By Tony Henderson, The Journal

 

A bleak picture of life in the rural North-East emerges today from a study of the region's countryside.

The State of the Countryside report shows that, compared to the rural areas of other regions, the North-East has:

The highest level of joblessness and mortality rates.

An ageing population with more people over 45 than in urban areas.

One of the least qualified workforces.

The lowest proportion of rural businesses per 10,000 population and use of the Internet.

The lowest average weekly pay.

The lowest numbers of farmers, partners, directors and managers in agriculture and horticulture.

The least number of market towns - regarded as the economic and social engines of rural areas.

The study was carried out by the Countryside Agency, whose North-East regional director Keith Buchanan said: "There are huge decisions to be made if we are to bring about the changes that will ensure a lasting revival of our rural economy."

Prof Philip Lowe, director of the Centre for Rural Economy at Newcastle University, is also a national board member of the Countryside Agency with responsibility for the North-East.

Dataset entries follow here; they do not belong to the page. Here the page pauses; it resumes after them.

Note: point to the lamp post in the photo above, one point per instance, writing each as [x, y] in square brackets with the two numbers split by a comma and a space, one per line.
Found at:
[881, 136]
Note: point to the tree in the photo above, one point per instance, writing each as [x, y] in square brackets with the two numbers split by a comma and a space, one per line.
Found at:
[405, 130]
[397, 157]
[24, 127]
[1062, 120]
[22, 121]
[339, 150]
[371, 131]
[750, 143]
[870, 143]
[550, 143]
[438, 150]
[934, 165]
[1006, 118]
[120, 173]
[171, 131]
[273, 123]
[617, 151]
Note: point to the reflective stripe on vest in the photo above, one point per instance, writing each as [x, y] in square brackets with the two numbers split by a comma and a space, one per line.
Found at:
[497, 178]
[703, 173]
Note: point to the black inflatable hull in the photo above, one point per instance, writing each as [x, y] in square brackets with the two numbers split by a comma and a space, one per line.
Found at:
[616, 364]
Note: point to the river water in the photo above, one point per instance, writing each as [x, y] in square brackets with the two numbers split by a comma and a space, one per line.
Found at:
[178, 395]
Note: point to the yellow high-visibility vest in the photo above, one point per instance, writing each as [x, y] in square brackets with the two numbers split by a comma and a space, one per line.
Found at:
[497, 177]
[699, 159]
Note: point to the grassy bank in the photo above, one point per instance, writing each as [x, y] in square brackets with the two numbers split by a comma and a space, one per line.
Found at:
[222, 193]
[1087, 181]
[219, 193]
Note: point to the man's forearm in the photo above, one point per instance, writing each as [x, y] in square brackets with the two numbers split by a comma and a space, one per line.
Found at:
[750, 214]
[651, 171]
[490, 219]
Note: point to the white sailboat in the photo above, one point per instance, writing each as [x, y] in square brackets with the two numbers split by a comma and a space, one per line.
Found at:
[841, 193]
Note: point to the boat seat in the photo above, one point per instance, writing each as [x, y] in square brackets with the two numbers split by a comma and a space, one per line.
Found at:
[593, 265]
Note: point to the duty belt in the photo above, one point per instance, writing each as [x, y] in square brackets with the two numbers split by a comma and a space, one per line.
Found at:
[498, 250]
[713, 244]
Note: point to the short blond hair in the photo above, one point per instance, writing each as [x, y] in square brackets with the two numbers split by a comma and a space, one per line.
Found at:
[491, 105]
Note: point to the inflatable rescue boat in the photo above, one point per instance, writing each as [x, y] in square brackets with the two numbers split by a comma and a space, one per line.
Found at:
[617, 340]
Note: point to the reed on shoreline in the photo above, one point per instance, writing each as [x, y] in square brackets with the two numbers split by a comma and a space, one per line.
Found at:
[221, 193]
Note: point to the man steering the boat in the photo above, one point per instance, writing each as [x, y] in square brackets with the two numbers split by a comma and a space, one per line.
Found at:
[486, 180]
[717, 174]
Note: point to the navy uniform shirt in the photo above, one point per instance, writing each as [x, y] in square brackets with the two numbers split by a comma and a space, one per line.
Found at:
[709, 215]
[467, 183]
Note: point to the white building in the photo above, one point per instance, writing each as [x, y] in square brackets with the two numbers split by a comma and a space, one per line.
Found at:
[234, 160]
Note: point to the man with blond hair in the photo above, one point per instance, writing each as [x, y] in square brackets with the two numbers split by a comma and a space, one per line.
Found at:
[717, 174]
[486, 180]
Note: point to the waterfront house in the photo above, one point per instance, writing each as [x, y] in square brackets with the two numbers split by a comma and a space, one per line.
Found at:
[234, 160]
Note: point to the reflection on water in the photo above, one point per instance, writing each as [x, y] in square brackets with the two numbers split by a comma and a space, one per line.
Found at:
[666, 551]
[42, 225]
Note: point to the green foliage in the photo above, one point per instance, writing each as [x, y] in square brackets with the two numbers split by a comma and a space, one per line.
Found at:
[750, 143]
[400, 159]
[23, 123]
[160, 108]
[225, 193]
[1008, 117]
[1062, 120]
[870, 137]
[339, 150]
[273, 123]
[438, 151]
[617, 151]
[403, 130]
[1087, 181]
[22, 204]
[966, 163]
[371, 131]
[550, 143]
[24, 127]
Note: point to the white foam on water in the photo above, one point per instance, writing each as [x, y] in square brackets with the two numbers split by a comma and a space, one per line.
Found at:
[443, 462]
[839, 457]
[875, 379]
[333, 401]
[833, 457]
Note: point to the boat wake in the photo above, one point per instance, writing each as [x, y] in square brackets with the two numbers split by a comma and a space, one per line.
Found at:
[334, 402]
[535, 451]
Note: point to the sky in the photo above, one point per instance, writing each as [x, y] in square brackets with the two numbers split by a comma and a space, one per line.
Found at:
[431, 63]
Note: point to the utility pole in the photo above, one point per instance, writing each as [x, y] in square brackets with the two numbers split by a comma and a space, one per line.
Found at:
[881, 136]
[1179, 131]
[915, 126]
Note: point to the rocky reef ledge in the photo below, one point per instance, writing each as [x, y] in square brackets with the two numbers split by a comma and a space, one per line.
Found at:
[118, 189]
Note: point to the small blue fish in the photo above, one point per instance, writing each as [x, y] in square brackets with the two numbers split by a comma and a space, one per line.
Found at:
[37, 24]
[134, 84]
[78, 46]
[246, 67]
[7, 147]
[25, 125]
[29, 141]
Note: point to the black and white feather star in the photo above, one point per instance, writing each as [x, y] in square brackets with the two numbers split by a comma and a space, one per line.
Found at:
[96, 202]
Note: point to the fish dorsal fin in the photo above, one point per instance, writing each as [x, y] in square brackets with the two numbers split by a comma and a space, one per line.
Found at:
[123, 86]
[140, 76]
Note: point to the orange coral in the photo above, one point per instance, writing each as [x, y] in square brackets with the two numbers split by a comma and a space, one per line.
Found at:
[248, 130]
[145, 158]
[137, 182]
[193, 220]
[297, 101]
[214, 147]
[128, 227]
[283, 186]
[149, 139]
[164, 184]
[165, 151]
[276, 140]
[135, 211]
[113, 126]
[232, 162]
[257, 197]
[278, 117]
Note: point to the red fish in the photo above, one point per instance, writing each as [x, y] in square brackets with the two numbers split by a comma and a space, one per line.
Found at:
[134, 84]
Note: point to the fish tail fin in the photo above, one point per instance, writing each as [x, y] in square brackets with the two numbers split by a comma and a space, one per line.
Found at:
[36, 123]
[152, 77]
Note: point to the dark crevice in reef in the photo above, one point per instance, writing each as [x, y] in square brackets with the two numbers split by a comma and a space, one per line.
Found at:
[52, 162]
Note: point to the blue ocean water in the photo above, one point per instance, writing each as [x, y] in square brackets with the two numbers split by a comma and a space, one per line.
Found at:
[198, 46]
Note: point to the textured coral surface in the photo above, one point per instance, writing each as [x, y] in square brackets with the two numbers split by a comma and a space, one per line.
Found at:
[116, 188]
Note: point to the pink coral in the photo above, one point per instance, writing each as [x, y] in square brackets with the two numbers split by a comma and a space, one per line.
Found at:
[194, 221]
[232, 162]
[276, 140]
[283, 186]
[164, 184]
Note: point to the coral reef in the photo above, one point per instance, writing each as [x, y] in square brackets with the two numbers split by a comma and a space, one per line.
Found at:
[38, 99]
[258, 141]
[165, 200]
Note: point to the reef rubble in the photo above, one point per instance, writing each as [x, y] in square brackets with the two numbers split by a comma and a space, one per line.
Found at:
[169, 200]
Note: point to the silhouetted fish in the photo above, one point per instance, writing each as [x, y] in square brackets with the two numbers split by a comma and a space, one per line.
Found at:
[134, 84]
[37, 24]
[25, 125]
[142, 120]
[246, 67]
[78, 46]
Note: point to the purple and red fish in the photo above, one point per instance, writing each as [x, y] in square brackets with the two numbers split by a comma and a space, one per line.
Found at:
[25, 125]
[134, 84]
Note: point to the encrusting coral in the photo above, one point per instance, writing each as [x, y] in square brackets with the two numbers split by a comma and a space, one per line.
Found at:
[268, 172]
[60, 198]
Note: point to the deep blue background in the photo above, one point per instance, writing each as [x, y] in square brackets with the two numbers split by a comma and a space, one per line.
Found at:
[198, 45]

He said: "These regional statistics bring out the fact that we have a very weak rural economy in the North-East and significant investment is needed if it is to perform efficiently."

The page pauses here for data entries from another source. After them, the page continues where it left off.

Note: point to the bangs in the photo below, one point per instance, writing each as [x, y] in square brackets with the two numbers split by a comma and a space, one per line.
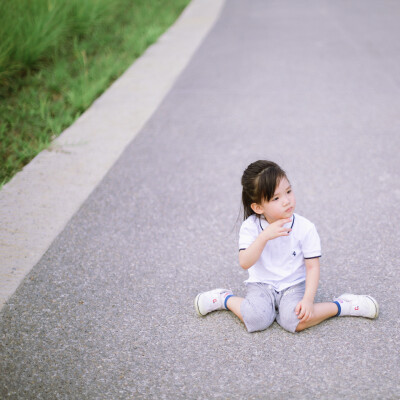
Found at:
[267, 182]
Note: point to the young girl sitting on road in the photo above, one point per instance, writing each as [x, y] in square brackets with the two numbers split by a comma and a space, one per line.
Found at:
[281, 251]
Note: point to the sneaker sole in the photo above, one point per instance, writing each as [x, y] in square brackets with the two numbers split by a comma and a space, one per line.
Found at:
[376, 306]
[196, 305]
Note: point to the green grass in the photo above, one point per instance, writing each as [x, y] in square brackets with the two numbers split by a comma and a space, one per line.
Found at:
[58, 56]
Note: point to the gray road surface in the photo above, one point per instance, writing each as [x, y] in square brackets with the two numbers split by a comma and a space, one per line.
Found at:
[108, 311]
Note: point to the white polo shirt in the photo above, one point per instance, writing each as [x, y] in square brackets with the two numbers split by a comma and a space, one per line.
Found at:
[281, 263]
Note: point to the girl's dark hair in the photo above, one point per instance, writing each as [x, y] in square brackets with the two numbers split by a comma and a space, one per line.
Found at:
[259, 182]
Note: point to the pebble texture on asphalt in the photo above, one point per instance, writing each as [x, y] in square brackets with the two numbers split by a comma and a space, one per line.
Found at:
[108, 311]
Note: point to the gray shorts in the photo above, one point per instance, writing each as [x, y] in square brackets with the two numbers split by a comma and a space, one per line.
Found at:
[263, 304]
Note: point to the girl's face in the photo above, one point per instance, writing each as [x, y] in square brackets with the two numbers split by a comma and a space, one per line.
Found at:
[281, 205]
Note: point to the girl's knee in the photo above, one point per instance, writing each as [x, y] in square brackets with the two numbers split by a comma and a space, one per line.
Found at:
[256, 319]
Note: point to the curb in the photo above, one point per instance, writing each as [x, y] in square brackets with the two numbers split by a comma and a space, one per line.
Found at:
[38, 202]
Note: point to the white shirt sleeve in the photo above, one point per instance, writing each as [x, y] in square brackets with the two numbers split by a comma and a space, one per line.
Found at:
[311, 244]
[248, 233]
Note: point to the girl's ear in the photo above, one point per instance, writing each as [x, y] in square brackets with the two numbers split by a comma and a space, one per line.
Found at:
[256, 208]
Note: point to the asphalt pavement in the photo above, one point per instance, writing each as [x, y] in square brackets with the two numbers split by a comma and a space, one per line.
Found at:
[107, 313]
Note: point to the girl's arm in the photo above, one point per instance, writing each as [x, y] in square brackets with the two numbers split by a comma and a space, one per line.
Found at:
[305, 307]
[249, 256]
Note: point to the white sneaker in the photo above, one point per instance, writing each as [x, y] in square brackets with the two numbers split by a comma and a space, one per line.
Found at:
[211, 301]
[358, 306]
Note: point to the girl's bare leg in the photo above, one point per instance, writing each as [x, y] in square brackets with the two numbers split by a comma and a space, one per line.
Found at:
[233, 305]
[322, 311]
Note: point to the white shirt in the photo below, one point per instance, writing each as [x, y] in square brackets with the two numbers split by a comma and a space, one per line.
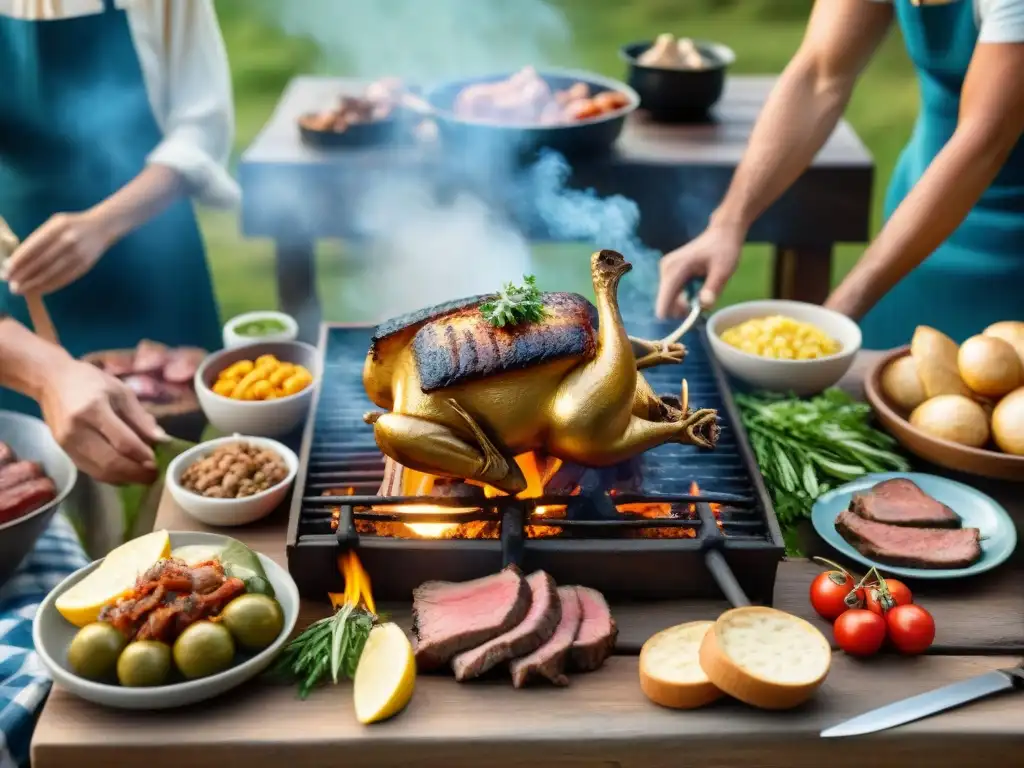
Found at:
[998, 20]
[184, 67]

National figures included the well-heeled rural parts of places like the South-East. But Prof Lowe said: "If there is any room for complacency at a national level there is none at a North-East level."

But it is not all gloom. The region's rural landscape, much of its remote, and wider environment is relatively unspoilt and of high quality.

This attracts better-off commuters who settle in places like the Tyne Valley and accessible parts of Weardale and Teesdale because they perceive rural living as offering a better quality of life.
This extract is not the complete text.